In a position statement, the board said the theory of evolution is a mayor unifying scientific concept appropriate for public instruction.

But Utah state Sen. Chris Buttars, R-West Jordan, is countering the board's position with his "Academic Freedom Act," a document that looks like draft legislation to bring "intelligent design" in to classrooms as well.

"Intelligent design" is the belief that the complexities of life cannot be explained through the theories of evolution and natural selection. Proponents contend that a brilliant "designer" is responsible for creating the universe.

Critics say the concept is a veiled reference to creationism, which has been barred from public instruction by the U.S. Supreme Court. In states around the nation, the introduction of intelligent design into schools has triggered controversy and several lawsuits.

Buttars had asked the board for a two-hour session to discuss intelligent design, but the senator has been ignored.

He has not yet opened a bill file in preparation for the 2006 legislative session, but thinks the idea should be taught in schools as a counterpoint to teaching students that humans have evolved from a lesser species..

"The only recourse I've got to get my side heard is to take it to the Legislature," said Sen. Chris Buttars, R-West Jordan.

On Friday he told the state board the theory of evolution "has more holes than a crocheted bathtub," adding that to bar a discussion of intelligent design is a move akin to censorship.

Buttars began talking about intelligent design legislation a few months ago after hearing complaints from constituents that evolution was being taught as fact, not theory.

State curriculum director Brett Moulding said his office has received no such complaints.

Buttars is backed in his effort by the conservative advocacy group the Utah Eagle Forum.

But scientists from Brigham Young University and the University of Utah also told the board that the theory of intelligent design is pseudoscience that has no place in science classrooms.

"By definition, science does not attempt to explain the world by invoking the supernatural," University of Utah bioengineering professor Gregory Clark told the board.

"Intelligent design fails as science because it does exactly that - it posits that life is too complex to have arisen from natural causes, and instead requires the intervention of an intelligent designer who is beyond natural explanation. Invoking the supernatural can explain anything, and hence explains nothing."

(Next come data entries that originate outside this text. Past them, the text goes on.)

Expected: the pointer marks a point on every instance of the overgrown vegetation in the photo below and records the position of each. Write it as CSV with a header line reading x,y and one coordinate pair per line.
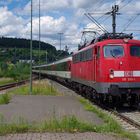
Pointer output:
x,y
4,98
39,88
110,124
66,124
4,81
17,72
15,49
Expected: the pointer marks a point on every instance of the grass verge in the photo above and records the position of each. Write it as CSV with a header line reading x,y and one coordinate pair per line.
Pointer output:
x,y
4,99
39,88
4,81
66,124
110,125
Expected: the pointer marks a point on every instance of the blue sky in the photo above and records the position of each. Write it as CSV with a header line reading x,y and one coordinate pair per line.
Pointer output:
x,y
65,16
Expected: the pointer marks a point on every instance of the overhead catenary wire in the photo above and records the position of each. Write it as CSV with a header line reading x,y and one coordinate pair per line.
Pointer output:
x,y
126,4
130,22
88,15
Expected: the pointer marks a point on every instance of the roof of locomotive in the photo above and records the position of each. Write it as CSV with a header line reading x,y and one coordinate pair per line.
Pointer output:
x,y
110,41
56,62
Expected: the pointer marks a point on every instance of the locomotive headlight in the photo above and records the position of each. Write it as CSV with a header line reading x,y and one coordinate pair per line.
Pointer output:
x,y
111,75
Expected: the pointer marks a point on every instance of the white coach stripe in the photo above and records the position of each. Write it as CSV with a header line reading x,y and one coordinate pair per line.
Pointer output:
x,y
118,73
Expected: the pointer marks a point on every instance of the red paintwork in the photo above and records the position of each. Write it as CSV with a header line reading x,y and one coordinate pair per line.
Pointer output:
x,y
98,69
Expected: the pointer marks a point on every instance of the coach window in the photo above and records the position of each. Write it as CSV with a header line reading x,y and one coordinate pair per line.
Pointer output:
x,y
97,51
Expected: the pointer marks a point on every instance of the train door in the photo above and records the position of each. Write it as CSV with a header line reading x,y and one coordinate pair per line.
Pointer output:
x,y
96,62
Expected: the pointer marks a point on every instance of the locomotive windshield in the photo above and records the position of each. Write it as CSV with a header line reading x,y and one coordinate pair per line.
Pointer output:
x,y
113,51
135,51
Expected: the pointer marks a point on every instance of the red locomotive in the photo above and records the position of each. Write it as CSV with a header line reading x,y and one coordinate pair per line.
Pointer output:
x,y
107,70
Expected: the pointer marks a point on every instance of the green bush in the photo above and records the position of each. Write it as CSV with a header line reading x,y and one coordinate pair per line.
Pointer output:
x,y
19,71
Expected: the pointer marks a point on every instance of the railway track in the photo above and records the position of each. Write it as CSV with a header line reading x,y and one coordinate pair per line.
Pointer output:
x,y
11,85
15,84
128,118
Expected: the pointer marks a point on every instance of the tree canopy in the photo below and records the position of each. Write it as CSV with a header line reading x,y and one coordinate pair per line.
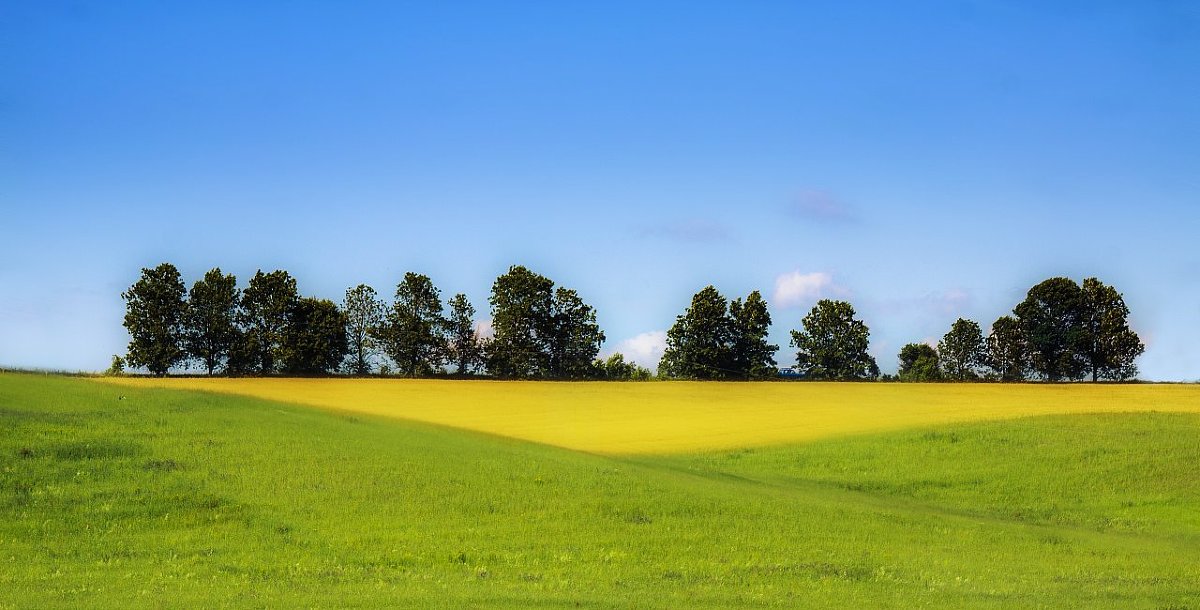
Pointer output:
x,y
918,363
1111,346
267,306
963,351
413,334
1051,317
210,329
833,344
465,348
364,317
154,316
315,341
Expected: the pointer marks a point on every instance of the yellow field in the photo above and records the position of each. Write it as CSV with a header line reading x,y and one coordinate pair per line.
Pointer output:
x,y
627,418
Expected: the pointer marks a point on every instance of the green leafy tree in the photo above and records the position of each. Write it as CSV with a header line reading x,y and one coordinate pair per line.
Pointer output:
x,y
699,344
539,330
919,363
465,348
615,368
210,328
414,332
833,344
963,351
117,368
1053,320
364,317
753,357
154,316
267,306
574,339
315,341
1007,352
1111,346
522,317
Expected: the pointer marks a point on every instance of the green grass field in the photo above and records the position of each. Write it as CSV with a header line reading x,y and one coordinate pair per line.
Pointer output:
x,y
185,498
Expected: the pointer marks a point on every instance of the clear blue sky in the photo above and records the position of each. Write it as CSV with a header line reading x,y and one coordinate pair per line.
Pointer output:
x,y
923,160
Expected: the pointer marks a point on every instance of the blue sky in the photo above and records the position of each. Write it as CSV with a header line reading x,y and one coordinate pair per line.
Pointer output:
x,y
925,161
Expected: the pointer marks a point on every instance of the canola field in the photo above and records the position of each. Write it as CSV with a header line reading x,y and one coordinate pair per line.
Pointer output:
x,y
415,494
676,417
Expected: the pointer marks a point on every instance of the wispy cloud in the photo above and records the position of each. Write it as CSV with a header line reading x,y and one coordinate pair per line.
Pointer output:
x,y
822,207
796,288
484,329
693,231
645,350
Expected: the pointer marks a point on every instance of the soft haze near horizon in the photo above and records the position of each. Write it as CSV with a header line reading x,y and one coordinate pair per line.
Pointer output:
x,y
923,163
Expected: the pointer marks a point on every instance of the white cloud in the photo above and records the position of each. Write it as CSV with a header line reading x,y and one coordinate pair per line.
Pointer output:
x,y
822,207
645,350
797,288
484,329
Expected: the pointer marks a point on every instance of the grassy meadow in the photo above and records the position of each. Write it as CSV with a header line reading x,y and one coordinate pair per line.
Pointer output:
x,y
432,495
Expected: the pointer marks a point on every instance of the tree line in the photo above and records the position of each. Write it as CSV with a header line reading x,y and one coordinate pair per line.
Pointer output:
x,y
1061,332
539,330
546,332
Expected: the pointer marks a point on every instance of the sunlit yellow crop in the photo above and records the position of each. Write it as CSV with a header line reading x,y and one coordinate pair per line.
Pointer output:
x,y
627,418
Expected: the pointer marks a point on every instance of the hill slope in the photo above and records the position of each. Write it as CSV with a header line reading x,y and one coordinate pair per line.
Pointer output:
x,y
187,498
661,418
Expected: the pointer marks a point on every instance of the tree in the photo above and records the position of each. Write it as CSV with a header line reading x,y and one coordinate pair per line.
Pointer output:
x,y
117,368
1111,346
1007,350
154,316
522,316
315,341
963,351
833,345
753,357
574,339
465,348
267,305
699,344
414,332
210,328
364,316
1053,321
615,368
918,363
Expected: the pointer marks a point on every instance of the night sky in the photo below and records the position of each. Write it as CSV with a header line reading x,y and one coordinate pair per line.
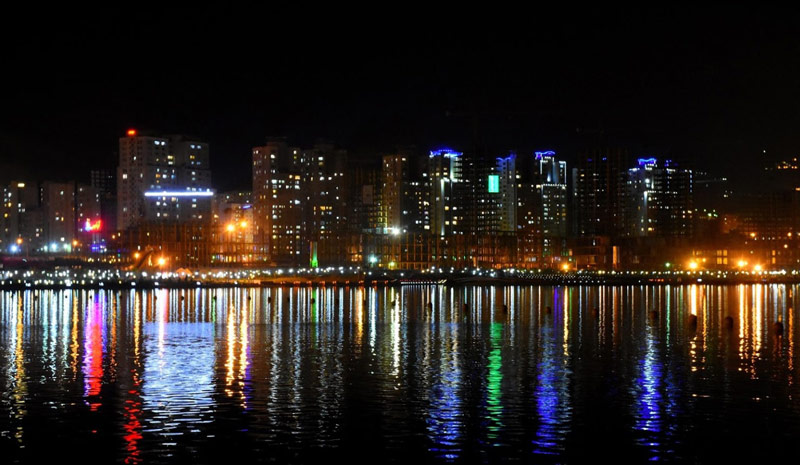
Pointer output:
x,y
712,87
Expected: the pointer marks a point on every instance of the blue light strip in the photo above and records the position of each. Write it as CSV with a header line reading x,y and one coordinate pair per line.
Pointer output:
x,y
445,152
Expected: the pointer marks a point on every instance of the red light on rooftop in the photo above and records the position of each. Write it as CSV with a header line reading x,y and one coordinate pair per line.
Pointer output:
x,y
92,227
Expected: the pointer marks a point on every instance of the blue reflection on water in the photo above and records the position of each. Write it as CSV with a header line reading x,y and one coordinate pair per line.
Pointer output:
x,y
178,374
445,424
552,396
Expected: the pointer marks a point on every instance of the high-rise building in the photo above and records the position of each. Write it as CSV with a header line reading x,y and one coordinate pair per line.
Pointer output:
x,y
598,198
326,207
658,200
551,187
104,181
278,202
58,206
19,200
444,175
505,184
394,177
162,178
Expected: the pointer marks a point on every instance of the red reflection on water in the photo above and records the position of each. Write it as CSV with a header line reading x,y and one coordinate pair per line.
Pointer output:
x,y
132,426
93,355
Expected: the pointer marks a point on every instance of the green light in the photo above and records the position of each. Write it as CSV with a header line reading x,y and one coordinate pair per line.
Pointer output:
x,y
494,183
494,381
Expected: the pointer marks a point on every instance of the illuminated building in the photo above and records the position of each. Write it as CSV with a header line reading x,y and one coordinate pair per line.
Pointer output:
x,y
278,202
394,176
404,194
19,216
659,200
169,164
444,174
505,184
234,227
551,187
58,207
598,193
326,210
104,181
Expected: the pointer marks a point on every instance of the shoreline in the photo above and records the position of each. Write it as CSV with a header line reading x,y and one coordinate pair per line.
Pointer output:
x,y
397,279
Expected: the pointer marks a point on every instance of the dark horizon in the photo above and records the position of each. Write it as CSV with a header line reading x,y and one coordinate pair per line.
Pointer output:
x,y
712,87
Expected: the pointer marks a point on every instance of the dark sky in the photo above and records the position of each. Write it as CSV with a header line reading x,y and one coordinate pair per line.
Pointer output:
x,y
713,87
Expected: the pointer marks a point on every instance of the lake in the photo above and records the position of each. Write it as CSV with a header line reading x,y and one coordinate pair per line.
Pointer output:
x,y
432,374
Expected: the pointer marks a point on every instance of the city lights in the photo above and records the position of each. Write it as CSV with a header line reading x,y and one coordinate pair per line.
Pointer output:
x,y
90,226
205,193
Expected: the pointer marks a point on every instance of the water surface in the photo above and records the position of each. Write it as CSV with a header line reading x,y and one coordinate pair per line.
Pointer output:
x,y
430,374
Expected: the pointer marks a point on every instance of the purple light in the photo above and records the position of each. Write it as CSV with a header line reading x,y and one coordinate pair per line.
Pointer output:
x,y
511,156
445,152
206,193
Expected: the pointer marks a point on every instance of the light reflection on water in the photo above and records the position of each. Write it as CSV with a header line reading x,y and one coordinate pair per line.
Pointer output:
x,y
458,374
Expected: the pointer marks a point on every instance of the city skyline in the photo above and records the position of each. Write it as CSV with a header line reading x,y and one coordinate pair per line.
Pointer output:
x,y
721,89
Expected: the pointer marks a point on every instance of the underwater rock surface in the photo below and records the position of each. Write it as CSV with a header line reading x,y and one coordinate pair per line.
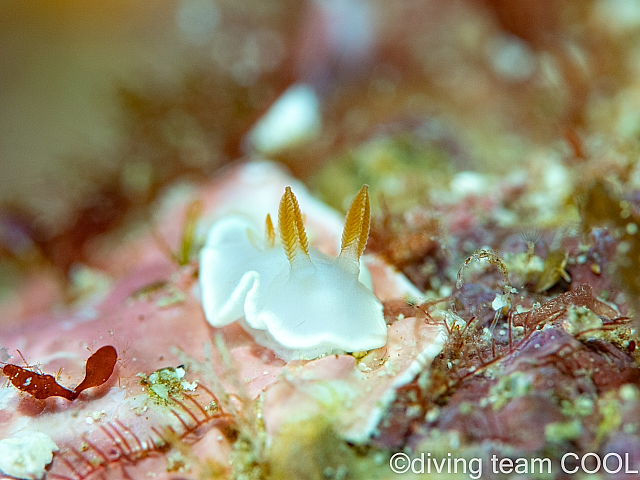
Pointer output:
x,y
150,312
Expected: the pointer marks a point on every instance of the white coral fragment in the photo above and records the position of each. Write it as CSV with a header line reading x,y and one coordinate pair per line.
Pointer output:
x,y
294,299
26,455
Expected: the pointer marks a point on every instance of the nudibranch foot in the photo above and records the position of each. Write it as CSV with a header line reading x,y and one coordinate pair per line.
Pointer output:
x,y
292,298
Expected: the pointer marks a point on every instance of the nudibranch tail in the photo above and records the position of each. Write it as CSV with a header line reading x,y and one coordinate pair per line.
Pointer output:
x,y
291,226
270,232
356,227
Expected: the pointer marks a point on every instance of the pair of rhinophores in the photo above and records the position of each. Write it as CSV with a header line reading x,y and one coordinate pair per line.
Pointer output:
x,y
291,297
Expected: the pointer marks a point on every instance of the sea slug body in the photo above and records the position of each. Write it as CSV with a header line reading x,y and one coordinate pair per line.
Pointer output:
x,y
292,298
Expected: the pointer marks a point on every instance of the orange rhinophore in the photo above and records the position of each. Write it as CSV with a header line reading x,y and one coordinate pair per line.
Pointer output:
x,y
99,368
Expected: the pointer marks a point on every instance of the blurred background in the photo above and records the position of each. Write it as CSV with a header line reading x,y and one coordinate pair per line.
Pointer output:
x,y
104,105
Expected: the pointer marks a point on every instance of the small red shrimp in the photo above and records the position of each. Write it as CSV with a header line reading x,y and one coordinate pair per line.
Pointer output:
x,y
99,368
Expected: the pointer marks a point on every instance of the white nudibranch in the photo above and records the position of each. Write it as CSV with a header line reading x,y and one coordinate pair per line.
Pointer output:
x,y
292,298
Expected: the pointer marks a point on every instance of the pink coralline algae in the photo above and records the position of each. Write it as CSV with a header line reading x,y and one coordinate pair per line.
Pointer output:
x,y
150,311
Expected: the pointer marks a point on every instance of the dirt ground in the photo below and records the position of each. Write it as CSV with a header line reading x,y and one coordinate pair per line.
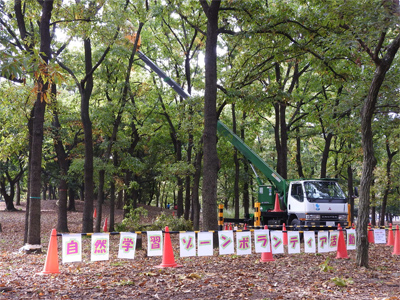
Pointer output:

The board's position statement, which was supported by scientists, acknowledges other "ways of knowing" inducing arts and faith and says those should be respected.

"Teachers should encourage students to discuss any seeming conflicts with their parents or religious leaders," the statement reads.

Board member Bill Colbert said he personally believes in intelligent design, but thinks it should not be taught in schools.

"I believe it needs to be taught in the home and perhaps, religious institutions," Colbert said. "It's a personal issue. Even if we try to teach it in a classroom, (I don't think teachers) can do justice to various beliefs that are out there in our communities."